Olga Uvarov. Photo credit: Karl-August / Kak prosto!

Speaking of Uvarov’s story, it was actually about breaking the glass ceilings. In the UK back then, women hardly worked in veterinary medicine, and they were not promoted above an assistant or nurse. And Uvarov managed to become a private veterinary surgeon, and later - the first woman president of the Royal Veterinary College. Her portrait is in the National Gallery of Great Britain, and the college awards the best students with the Dame Olga Uvarov scholarship. Even a flower, one of the orchid species, is named after her. At the same time, we must not forget that Great Britain was a very difficult country for the emigration of Russians at that time, only a few stayed there, and it was more than difficult to walk their way up the career ladder.

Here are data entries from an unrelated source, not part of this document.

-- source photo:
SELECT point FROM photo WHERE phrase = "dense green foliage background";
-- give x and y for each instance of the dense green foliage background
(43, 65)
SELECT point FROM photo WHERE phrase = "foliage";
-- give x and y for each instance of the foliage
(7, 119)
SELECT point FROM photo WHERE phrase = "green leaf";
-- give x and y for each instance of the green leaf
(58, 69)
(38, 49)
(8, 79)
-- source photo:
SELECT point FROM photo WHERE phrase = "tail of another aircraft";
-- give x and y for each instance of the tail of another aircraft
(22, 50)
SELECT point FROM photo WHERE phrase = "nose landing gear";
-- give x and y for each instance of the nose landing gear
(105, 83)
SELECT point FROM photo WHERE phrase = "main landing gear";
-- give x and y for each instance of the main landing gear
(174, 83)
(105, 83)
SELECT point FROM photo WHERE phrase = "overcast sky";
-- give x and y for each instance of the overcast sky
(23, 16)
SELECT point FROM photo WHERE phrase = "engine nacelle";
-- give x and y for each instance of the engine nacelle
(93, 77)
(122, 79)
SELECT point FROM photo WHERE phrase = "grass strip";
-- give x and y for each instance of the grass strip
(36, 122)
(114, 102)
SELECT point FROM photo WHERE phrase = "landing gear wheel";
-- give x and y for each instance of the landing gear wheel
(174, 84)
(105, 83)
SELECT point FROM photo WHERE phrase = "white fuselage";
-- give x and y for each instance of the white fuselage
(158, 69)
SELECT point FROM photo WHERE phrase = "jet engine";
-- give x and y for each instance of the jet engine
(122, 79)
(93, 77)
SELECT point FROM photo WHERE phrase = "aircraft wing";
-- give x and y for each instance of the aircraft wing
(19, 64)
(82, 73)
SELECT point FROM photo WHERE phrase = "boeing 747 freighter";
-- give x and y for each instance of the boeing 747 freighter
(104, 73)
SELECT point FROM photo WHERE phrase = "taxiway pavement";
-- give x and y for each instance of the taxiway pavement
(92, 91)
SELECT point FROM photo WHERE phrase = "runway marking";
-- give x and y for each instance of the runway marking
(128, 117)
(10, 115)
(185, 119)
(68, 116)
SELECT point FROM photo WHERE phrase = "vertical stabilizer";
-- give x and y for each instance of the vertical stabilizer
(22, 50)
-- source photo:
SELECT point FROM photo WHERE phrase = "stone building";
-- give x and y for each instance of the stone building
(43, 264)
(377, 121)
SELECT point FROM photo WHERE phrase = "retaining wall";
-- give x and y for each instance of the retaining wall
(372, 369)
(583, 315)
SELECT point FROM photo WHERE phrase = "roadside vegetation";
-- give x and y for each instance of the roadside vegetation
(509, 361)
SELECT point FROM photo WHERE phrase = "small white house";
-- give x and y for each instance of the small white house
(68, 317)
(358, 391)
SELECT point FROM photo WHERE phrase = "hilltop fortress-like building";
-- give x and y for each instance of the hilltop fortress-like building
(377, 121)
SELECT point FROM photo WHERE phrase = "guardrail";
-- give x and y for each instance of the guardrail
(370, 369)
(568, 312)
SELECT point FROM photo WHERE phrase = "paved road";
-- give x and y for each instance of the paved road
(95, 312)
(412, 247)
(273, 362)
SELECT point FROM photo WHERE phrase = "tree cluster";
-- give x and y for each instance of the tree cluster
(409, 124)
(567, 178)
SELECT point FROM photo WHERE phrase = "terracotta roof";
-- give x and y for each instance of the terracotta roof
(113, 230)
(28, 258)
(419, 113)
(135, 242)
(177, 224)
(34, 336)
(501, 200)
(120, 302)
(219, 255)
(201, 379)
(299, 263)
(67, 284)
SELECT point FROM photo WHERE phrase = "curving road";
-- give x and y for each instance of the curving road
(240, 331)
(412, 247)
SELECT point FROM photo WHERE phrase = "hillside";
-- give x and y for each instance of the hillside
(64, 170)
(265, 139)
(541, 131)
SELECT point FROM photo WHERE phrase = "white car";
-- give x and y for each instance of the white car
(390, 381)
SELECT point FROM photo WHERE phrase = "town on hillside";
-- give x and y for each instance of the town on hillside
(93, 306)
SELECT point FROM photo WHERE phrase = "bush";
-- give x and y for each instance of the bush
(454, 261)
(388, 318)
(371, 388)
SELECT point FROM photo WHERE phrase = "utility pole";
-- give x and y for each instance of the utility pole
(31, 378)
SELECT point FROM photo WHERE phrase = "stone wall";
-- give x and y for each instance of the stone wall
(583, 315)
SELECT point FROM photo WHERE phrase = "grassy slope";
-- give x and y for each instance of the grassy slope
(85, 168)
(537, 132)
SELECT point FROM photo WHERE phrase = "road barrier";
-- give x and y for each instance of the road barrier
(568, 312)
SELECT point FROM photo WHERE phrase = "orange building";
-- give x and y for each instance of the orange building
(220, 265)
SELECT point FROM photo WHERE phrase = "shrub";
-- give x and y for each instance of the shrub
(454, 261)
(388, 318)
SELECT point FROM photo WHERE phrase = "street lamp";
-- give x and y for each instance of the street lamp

Did Russian women assimilate, merge with the environment abroad? Or did they keep their Russian identity? What stories do you see more often?

– Perhaps it will sound somewhat pompously, but I really see this - our heroines accepted with respect (accepting the rules) and interest (adopting to and transforming) the environment that let them in; at the same time, they did not emphasize their Russianness but fed on it. Their nationality was manifested not in their activities within the Russian diaspora, but in their professional actions, in the ultimate goal for the sake of which these women worked. I have said many words of praise, while their lives were not showered with honey.

Let us look at the story of Elizaveta Volman, who went to France and worked for Pasteur Institute. She had her own laboratory, a good salary, successful husband. In 1942, she refused to leave Paris to save her life. As a Jew, she was betrayed and arrested literally at the workplace. She died in Auschwitz. Why didn't she and her husband leave the institute when the staff had such an opportunity? Reading the memoirs about personalities of these French scientists, we learn that the spouses simply could not leave their brainchild, the alma mater, to stop the production of anti-gangrenous serum, which had commenced, as well as other important researches related to, by the way, viruses and bacteriophages. They could not betray their missions. From my point of view, this is what Russianness is about.